Well it’s happened, I’ve become that guy! The one who’s besotted by every little mannerism or gestural nuance of their child. “Oh she gurgled. Oh he burped. Oh she plopped. Oh he projectile vomited in his mother’s mouth! So adorable. It’s these moments I cherish the most.” What’s worse is that my daughter hasn’t even been born yet. It’s evident that this obsession will only hasten as the baby begins to become a more realistic proposition. An infant whose preferred method of communication will likely be flatulence, that will no doubt endeavour to castigate any and all free moments to game with deliberate, infantile interventions. Yet I’m not put off, nor do I resent the lack of time that I’ll dedicate to gaming as much as I thought I would. Logistically I’ve been somewhat complacent too, dismissing the very existence of the steadily progressing growth that has bloated my girlfriends uterus. The spare room that has been acting as a storage facility for all our surplus bric-a-brac as well as my games room for almost 3 years is still stuck in a perpetual rift. It’s not decorated suitably, with one wall painted in a bright, rather aggressive hue of red.

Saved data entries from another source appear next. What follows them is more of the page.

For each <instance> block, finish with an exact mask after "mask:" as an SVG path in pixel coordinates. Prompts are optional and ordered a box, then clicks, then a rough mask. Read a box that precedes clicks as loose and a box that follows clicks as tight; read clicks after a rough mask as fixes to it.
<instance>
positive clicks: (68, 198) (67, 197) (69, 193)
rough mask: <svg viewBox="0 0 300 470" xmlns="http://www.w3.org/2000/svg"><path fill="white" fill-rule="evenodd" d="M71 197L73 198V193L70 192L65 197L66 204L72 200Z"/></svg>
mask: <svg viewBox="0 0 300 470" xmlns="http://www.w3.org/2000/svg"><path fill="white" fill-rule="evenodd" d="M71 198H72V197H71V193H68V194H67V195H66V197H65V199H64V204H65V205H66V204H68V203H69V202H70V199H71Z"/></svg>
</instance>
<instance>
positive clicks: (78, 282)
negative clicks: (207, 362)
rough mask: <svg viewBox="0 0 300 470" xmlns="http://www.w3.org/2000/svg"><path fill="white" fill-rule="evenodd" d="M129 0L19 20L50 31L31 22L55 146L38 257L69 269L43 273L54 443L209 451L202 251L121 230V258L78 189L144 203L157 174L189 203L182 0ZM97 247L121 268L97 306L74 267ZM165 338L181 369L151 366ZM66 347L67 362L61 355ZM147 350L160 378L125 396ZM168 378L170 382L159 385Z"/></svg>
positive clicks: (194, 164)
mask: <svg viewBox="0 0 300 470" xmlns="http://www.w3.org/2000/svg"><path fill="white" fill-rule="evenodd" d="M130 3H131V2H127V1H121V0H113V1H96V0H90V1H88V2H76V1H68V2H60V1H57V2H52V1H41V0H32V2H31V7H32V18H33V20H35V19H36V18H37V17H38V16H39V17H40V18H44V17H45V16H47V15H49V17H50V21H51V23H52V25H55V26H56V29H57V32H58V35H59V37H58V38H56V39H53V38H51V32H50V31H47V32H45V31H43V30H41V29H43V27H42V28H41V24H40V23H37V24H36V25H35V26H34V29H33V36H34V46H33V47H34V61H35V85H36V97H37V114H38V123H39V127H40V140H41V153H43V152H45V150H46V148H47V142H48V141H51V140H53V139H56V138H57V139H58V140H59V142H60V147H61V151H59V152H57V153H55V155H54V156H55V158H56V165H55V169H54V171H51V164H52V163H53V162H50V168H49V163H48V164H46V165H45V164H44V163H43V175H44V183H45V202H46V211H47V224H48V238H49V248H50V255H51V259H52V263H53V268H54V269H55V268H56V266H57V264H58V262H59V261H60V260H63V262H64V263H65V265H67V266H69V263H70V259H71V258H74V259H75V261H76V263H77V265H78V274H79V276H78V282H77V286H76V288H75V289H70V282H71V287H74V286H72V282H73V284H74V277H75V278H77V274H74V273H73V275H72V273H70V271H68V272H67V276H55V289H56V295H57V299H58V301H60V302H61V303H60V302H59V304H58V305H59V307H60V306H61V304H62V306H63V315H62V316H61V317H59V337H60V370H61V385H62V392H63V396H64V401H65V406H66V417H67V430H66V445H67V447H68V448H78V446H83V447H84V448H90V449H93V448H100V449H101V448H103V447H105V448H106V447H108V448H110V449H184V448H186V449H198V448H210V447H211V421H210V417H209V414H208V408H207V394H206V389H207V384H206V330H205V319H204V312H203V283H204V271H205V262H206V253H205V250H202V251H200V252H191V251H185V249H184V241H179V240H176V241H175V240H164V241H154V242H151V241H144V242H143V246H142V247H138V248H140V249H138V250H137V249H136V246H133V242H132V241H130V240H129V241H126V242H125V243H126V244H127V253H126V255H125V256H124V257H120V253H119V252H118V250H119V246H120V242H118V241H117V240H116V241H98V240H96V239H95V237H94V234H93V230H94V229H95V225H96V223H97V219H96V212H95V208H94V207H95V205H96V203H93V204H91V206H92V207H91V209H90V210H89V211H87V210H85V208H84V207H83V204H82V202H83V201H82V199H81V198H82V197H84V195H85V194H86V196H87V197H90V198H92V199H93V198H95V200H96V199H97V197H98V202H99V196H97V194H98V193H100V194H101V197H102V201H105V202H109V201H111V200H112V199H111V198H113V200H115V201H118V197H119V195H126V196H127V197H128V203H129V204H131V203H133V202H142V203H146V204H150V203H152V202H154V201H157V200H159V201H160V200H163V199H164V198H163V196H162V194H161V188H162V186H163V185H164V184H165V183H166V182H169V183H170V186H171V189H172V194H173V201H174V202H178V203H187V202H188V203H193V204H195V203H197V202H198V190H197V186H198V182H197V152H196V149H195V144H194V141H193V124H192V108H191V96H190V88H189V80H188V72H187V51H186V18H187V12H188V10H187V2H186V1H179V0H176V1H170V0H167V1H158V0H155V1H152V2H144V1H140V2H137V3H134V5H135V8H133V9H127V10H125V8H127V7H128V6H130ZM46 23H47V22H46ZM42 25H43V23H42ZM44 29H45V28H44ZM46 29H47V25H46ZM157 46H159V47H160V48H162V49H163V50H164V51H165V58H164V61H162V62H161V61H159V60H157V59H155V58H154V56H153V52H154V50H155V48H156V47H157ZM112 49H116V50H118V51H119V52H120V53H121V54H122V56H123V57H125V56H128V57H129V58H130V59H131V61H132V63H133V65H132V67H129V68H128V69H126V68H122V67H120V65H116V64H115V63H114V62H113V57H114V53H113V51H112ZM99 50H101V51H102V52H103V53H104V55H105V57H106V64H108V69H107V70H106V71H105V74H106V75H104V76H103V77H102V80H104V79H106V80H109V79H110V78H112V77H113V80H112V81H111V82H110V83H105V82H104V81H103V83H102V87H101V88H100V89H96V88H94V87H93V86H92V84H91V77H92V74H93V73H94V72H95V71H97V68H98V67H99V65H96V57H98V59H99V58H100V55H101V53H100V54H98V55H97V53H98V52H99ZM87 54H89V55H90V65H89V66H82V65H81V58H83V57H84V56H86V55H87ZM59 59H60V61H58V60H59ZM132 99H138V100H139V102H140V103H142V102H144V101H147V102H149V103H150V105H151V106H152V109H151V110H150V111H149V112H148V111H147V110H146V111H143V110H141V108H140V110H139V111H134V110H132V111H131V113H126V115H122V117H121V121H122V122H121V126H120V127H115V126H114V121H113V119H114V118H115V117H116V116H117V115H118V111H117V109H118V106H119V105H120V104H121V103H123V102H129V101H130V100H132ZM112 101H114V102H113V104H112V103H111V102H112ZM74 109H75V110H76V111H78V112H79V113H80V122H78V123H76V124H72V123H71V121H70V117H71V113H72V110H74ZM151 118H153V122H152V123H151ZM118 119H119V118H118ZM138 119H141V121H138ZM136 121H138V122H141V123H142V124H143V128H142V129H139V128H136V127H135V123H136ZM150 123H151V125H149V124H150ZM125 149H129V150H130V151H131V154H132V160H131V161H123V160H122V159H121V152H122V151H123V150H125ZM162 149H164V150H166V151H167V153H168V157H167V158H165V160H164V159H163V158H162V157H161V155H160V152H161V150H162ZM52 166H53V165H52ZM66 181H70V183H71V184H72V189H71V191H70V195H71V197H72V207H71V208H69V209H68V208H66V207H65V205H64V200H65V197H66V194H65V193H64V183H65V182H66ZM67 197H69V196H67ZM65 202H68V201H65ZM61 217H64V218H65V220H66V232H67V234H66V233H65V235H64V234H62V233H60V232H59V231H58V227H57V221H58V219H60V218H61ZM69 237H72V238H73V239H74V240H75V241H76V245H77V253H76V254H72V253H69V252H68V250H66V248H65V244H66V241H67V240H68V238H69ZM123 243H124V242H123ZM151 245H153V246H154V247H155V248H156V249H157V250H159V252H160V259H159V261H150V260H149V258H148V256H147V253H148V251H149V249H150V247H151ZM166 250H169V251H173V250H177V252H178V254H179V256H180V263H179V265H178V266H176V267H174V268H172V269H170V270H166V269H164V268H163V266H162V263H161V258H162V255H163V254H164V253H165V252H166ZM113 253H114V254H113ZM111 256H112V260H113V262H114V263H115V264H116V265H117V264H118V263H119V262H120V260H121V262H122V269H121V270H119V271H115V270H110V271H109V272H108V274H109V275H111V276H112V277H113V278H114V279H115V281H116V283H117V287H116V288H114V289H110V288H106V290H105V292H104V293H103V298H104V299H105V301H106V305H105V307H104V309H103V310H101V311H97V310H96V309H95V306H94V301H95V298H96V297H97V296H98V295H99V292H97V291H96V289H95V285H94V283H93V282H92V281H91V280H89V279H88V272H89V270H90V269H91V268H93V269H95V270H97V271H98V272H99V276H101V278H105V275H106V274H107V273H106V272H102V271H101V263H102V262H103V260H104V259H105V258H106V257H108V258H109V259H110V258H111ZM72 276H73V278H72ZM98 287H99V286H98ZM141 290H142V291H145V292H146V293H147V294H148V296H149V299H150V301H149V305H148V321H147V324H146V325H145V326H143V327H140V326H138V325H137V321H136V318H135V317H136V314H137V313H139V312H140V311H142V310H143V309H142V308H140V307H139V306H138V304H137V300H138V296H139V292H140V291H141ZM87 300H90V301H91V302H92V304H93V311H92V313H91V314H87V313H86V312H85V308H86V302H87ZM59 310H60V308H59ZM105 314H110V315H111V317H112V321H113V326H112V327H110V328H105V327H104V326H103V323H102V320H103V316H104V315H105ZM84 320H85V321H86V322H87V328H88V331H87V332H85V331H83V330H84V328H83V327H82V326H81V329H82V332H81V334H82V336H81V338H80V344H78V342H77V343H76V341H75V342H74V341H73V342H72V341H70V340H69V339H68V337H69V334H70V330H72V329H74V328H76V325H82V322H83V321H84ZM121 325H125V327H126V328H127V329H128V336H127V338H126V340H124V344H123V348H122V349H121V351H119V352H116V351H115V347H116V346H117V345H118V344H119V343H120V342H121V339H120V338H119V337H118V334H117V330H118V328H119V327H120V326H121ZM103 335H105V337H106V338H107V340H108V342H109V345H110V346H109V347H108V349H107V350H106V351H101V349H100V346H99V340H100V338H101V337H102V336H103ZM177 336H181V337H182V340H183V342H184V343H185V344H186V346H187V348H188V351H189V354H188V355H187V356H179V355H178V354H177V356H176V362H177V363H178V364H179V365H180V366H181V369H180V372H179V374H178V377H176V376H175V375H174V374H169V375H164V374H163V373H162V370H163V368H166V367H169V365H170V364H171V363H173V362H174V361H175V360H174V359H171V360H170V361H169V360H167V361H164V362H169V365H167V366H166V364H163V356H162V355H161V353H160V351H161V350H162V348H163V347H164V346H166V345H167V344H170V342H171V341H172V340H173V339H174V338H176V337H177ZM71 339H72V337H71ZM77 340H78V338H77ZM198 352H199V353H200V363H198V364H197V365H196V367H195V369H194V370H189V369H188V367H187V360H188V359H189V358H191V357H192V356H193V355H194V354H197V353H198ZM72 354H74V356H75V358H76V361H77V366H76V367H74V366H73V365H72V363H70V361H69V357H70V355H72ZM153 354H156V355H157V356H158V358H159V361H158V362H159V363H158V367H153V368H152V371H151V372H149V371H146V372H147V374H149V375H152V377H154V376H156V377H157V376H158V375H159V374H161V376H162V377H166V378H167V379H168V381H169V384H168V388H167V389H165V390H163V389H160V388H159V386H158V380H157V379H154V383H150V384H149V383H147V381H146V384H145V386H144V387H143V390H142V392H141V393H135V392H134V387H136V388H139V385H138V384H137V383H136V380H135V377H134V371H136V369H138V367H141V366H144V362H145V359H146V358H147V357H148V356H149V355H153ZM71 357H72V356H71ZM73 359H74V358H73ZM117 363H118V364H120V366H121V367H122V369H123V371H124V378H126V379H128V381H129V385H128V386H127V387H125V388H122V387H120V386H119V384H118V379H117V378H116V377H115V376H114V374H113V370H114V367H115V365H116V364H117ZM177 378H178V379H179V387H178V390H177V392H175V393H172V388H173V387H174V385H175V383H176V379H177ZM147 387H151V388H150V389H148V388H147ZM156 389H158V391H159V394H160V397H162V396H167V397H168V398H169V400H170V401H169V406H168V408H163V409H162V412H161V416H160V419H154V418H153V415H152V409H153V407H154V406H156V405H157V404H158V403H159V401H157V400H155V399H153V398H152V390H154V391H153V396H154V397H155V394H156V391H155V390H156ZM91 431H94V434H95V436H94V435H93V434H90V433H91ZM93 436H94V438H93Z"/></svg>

Nor is it equipped with adequate furnishings to accommodate the very singular specifications that a baby would need such as a cot. One minute everything is normal, then suddenly this innocuous bump has swelled to the point that ignorance is no longer an acceptable recourse. I don’t think I’ve been capable of processing that this is happening, that preparations for her arrival should be my immediate priority. Not the completion of Arkham Knight or waiting for the release of Uncharted 4, but this. A child! A matted culmination of my girlfriend and myself with diminutive proportions that will rely so heavily on the combined support of both her parents. It wasn’t until last Saturday that I finally understood the significance this tiny creature will have on our lives.
The pictures are a little difficult to see but I can confirm without bias, that she she will be perfect!
I’ve attended every routine scan since we found out about the pregnancy which has provided distorted images of our daughter. But without any clarifying features it still felt distant, like it was happening to someone else. The 4d scan has given a physicality to a previously formless entity, generating a palpable sense of clarity to something that had never felt real. With my mother in attendance, eyes glazed in tears, I got a clearer picture of our unborn daughter and how my mother will react every time she sees her. Apart from my girlfriends rather sordid comparison that described her as looking like the elephant man (the baby, not my mother), which now ruins the above pictures, I felt a tremendous sense of pride I’d never achieve from any platinum trophy, especially as she doesn’t appear to of inherited the terrifying snout that has cursed the bloodline of my family. Now I have this infatuation to mention her in every conversation regardless of context. “Oh you had pizza for dinner last night? Lovely. My girlfriend is baking a little pizza of her own!
Now with less than 3 months until her birth I’m feeling both terrified and excited. What carnage will ensue when this little poop suppository is born? Well I’m sure it will consist of feeding’s, butt wiping and sleep deprivation. And that’s just me! But if her mother is any indication of her potential stature, characteristics and personality then our daughter is going to grow into a capable, giving, bubbly and gorgeous young woman. Just like her mother.